Last year Tennessee law changed to make travel with service dogs easier for their owners; however, many are still burdened by individuals who have not been properly educated.
For years, the wording of Tennessee law implied that business owners could require proof of disability before entering with a service animal. A Tennessee attorney general’s opinion in 2001 added to that thinking by supporting the state law despite its difference from the federal Disabilities Act, which gives equal standing in public accommodations to disabled people. The new, wording firmly established in law, states that such questions are inappropriate. The new law also gives business owners the ability to ask that service animals be removed when out of control.
Despite the new wording, some Tennesseans with disabilities continue to be asked for proof, forcing them to argue that the law is on their side. Attorneys at the Disability Law and Advocacy Center are concerned that not much has changed. Among the complaints they receive include a man with a service dog asked by staff to leave a funeral home and a woman with epilepsy told not to bring her dog to medical appointments.
“The complaints seem to be coming in at about the same rate regardless of the change,” said Martha M. Lafferty, advocacy center legal director is quoted in a recent USAToday article. “It may be that businesses are not yet aware.”

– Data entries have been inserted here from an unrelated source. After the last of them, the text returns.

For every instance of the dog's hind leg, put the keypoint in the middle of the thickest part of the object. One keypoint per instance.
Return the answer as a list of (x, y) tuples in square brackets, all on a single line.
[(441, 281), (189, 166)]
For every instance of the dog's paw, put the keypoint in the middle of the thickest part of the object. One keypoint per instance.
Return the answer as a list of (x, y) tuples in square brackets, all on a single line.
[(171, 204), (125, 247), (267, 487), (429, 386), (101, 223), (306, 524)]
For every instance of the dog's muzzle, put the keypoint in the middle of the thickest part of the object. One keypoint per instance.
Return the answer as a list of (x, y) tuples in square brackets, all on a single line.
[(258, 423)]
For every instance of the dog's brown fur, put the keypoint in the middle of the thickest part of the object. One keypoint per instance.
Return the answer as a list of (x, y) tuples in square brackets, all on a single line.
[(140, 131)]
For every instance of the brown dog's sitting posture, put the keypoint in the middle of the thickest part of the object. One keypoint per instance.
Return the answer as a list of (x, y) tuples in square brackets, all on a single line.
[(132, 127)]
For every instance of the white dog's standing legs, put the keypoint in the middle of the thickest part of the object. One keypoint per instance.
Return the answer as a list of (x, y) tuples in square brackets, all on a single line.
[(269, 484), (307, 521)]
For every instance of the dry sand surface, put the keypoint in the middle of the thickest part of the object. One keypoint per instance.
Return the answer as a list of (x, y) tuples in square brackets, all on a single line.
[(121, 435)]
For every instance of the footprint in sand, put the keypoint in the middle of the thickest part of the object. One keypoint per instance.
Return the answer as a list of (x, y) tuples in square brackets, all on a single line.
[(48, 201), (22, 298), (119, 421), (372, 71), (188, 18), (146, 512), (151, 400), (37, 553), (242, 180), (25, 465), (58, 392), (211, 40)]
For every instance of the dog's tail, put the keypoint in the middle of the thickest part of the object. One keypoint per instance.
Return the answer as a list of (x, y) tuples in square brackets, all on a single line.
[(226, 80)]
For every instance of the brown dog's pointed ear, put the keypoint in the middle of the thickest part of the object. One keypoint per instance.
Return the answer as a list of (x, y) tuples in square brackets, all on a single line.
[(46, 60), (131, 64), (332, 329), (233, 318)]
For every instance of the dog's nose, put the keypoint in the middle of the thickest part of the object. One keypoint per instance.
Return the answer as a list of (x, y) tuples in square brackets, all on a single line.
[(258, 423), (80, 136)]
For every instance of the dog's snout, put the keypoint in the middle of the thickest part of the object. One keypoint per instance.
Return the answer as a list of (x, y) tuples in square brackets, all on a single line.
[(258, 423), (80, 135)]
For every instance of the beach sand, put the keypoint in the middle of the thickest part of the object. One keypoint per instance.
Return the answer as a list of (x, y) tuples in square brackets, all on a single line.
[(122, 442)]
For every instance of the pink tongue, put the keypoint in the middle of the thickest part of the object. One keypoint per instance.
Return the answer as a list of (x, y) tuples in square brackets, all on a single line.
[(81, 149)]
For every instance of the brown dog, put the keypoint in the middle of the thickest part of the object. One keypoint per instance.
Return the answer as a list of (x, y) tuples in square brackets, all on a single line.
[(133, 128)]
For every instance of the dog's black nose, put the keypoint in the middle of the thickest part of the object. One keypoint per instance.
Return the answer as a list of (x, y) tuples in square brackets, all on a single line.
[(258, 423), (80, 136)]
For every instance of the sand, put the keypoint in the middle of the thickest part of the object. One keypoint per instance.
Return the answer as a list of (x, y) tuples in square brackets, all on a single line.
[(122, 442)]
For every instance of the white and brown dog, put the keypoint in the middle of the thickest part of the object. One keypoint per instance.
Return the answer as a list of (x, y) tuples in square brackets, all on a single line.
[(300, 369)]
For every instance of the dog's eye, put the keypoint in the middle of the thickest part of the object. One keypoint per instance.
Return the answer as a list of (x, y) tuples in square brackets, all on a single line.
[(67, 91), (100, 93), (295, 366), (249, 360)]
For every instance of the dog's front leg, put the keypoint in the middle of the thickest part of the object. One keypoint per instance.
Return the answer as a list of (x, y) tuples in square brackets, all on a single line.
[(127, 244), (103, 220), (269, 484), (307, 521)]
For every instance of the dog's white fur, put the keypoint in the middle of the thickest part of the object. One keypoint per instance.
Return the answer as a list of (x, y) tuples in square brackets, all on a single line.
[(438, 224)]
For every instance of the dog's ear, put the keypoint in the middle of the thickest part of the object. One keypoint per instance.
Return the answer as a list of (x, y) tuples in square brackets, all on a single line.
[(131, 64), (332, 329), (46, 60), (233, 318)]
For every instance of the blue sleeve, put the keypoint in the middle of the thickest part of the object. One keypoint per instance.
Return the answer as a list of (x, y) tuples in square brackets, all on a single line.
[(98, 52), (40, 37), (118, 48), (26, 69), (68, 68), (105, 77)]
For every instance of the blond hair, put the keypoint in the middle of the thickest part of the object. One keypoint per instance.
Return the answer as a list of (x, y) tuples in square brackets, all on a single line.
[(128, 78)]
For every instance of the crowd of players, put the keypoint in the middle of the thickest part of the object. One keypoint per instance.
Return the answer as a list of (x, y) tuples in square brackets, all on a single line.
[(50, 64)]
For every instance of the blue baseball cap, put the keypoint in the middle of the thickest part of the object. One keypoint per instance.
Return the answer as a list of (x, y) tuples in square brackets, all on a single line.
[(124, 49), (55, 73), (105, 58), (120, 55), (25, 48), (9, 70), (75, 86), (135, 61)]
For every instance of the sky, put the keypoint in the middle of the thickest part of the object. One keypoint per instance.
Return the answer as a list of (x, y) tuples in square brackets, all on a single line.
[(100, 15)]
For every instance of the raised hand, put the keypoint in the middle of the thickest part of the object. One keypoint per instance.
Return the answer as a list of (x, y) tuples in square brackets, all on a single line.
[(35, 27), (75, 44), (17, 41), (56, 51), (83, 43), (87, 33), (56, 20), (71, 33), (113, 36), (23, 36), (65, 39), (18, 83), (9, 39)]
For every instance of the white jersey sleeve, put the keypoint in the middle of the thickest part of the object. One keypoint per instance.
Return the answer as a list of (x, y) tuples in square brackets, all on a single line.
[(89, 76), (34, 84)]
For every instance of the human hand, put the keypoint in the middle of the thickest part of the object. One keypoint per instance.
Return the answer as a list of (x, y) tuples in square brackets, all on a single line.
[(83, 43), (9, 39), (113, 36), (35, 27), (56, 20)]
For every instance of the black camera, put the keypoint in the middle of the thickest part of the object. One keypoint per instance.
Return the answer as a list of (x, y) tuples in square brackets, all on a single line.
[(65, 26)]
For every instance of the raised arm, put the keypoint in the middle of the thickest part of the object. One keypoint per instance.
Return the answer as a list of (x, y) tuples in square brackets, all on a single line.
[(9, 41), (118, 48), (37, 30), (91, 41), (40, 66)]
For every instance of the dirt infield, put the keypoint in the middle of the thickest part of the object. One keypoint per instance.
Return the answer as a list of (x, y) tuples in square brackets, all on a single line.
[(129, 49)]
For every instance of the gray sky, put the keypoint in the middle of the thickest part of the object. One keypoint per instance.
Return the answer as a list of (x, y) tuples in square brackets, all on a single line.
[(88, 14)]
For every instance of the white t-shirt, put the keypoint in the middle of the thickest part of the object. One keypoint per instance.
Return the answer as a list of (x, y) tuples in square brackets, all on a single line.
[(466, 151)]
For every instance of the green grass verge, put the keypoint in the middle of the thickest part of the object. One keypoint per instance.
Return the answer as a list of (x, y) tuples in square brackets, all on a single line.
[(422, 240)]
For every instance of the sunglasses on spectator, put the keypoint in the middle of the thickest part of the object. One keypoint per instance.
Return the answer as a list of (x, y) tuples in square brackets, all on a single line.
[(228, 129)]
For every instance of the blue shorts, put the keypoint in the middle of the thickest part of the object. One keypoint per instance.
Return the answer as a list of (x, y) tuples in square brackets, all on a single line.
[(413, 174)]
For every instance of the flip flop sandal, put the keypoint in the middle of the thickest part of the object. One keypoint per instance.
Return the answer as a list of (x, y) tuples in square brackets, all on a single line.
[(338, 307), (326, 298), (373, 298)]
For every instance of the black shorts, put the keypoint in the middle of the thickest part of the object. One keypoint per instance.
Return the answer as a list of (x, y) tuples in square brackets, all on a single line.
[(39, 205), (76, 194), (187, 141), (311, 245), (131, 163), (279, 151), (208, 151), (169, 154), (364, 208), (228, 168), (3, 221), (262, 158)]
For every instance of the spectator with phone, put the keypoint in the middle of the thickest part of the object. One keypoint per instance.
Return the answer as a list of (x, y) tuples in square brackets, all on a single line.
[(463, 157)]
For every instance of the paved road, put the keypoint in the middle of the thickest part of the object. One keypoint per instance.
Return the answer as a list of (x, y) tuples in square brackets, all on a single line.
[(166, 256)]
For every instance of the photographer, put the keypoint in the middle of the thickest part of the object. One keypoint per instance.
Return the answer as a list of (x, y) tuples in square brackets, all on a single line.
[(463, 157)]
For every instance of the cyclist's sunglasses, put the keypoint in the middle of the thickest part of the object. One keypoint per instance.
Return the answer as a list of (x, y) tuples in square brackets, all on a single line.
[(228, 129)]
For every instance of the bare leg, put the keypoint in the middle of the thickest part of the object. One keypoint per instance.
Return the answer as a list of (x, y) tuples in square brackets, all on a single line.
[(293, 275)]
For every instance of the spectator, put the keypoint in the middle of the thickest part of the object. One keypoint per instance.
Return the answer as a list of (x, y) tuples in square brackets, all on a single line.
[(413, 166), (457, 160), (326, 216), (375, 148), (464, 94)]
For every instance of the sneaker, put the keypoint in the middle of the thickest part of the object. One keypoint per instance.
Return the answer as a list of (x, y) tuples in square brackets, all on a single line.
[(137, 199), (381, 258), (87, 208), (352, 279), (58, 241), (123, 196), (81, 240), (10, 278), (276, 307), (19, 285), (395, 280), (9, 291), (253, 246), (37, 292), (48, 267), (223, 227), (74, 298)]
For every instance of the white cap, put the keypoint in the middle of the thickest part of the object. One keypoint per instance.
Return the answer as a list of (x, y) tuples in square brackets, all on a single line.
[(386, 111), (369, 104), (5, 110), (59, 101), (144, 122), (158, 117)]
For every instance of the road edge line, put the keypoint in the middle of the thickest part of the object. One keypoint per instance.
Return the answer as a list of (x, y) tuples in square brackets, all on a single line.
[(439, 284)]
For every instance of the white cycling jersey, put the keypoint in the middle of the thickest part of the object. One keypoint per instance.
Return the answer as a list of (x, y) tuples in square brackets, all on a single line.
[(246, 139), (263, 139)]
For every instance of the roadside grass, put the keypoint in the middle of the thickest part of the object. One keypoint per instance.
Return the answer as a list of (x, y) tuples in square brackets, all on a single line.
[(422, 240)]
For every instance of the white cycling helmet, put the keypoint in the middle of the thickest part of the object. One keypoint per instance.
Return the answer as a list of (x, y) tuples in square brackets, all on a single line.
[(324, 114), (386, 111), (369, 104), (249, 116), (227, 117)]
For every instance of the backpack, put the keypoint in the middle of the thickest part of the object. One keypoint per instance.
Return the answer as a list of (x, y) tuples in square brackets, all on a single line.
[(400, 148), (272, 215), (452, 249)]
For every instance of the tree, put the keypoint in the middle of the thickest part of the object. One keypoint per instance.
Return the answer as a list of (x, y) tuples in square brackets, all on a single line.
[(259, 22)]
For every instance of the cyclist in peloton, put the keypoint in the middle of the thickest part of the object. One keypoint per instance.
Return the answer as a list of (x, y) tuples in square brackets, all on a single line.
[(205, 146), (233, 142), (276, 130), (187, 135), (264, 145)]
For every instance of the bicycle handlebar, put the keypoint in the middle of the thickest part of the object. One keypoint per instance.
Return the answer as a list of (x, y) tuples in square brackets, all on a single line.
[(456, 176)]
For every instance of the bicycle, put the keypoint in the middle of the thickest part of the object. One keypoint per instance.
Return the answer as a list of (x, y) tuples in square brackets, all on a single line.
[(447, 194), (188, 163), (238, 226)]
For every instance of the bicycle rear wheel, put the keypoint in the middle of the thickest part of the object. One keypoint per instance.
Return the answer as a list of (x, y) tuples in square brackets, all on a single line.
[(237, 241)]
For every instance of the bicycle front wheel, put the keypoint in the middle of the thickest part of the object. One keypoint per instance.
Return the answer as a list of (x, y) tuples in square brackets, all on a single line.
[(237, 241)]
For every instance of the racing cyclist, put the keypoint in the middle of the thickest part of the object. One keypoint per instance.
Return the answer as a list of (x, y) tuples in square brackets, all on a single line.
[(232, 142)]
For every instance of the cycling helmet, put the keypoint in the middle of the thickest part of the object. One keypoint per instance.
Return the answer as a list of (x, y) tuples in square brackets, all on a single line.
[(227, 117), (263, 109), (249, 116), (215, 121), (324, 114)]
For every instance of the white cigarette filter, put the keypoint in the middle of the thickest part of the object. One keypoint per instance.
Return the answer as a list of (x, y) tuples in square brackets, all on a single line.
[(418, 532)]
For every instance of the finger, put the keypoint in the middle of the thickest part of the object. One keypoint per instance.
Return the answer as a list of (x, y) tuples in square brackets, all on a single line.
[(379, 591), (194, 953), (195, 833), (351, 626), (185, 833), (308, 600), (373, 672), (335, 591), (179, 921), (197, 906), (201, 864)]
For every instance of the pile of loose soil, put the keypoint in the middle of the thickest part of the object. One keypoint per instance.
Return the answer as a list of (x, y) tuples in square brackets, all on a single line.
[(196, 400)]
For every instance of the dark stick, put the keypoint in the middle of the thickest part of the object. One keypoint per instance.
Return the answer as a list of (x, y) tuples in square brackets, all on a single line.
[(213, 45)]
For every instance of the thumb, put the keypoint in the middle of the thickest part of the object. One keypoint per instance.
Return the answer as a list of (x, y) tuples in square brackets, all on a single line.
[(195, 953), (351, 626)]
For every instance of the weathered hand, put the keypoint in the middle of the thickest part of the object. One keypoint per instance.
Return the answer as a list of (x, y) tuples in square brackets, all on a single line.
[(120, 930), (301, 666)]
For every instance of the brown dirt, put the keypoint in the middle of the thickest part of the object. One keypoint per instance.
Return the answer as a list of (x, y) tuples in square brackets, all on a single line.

The advocacy center and the Tennessee Disability Coalition hope to inspire changes that will make the new law stick. The key is education. The groups plan to host classes about protections within state and federal laws for people with disabilities. The state chapter of the National Federation of the Blind is hosting a training session in Nashville, with local police and emergency response officials scheduled to attend.
Once businesses are properly educated, the hope is that people with disabilities who use a service dog can go about their business freely, without disruption from business owners questioning the presence of the dog. After all, nobody questions a wheelchair for mobility.